2004年にVictory Recordsからリリースされた。
Martyr A.D.はこの間紹介した同じくミネアポリスのハードコアバンドDisembodiedが解散後に、楽器隊(ギター、ベース、ドラム)の3人が新しく1999年に始めたバンド。残念ながら2005年には解散してしまっている。(かわりにDisembodiedが再結成している模様。)Disembodiedがかっこよかったので買った次第です。
いわゆるメタルコアというジャンルに属するバンドで、この場合のメタルコアその名の通りメタルとハードコアをくっつけた、1990年台後半にアメリカで勃興した音楽のことを指す。とにかくガッチリ金属質に武装したギターが装飾性のない鉄塊のようなリフを刻みまくるハードコアで、ハードコアの一つの信条であるスピードを犠牲にしてでもハードコアにはなかった重さを獲得しにいっている。メタルにありがちなこってりとした様式美はなく、良くも悪くも形を強引に拝借してきたようなストレートなブルータルさが特徴だろうか。どうしてもメインストリームに躍り出た激しい演奏と一点メロディアスなサビの対比が思い浮かんでしまうが、このバンドはそのようなキャッチーさとは無縁。
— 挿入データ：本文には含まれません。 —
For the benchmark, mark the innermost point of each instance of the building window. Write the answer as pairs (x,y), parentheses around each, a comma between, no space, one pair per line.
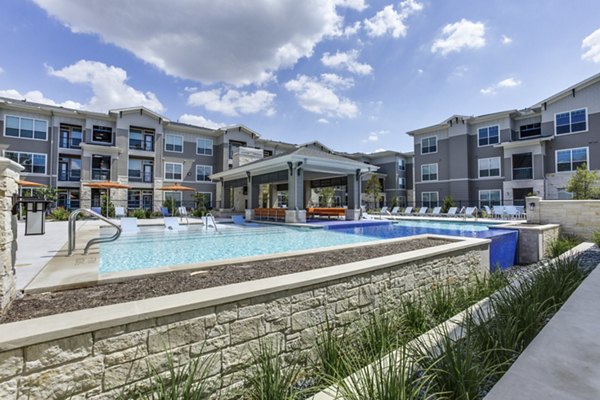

Disembodiedと何が違うかというとブルータルながらひたすら内にこもるような陰鬱さ、暗さがあったそちらと違って、どう聞いても明るいとはいえないのだがそれでもやや外向きに開かれた音楽を演奏しているのがこちらのバンド。なので聞きやすいというかとっつきやすいのはこちらかな?と思う。ボーカルは前バンドから人が変わっていてこの人は基本的にほぼスクリームしかしていない。いい感じに汚さのある荒々しいボーカルはやはりハードコアで、Disembodiedのボーカルの用いていたボソボソクリーン(ほぼ聞き取れない)のような技は使わないのでもっとピュアで攻撃的なハードコア。ほぼリズムだけで構成されているような、低音プラス(おそらく)ハーモニクスを聞かせた超高音の対比をバリバリに聞かせたモッシュパート(尺的には結構短い)も健在というか、より磨いてきていて、その他のリフもハードコア文脈的にひたすら攻撃的なので自然と体が暴れだす危険な音楽になっている。基本的には圧殺するような低音リフを中速で刻みまくり、曲によってはツーバスを踏んだりしてかなりデスメタリック。中音厚みがあり抜けのあるドラムの音と、ギロギロしたベース、吐き捨て型のボーカルでハードコアらしさを保っている。曲の方もよくよく練られているものの(テンポチェンジだけでない展開の妙がある)、無駄を削ぎ落とした非常に肉体的なものできっちりメタル”コア”をやっている印象。
ゴリゴリのメタルコアを聞きたい人は是非どうぞ。非常に筋肉質であくまでもハードコア。Disembodiedであったややドリーミィな陰鬱さはきれいに払拭されてよりピュアになった印象。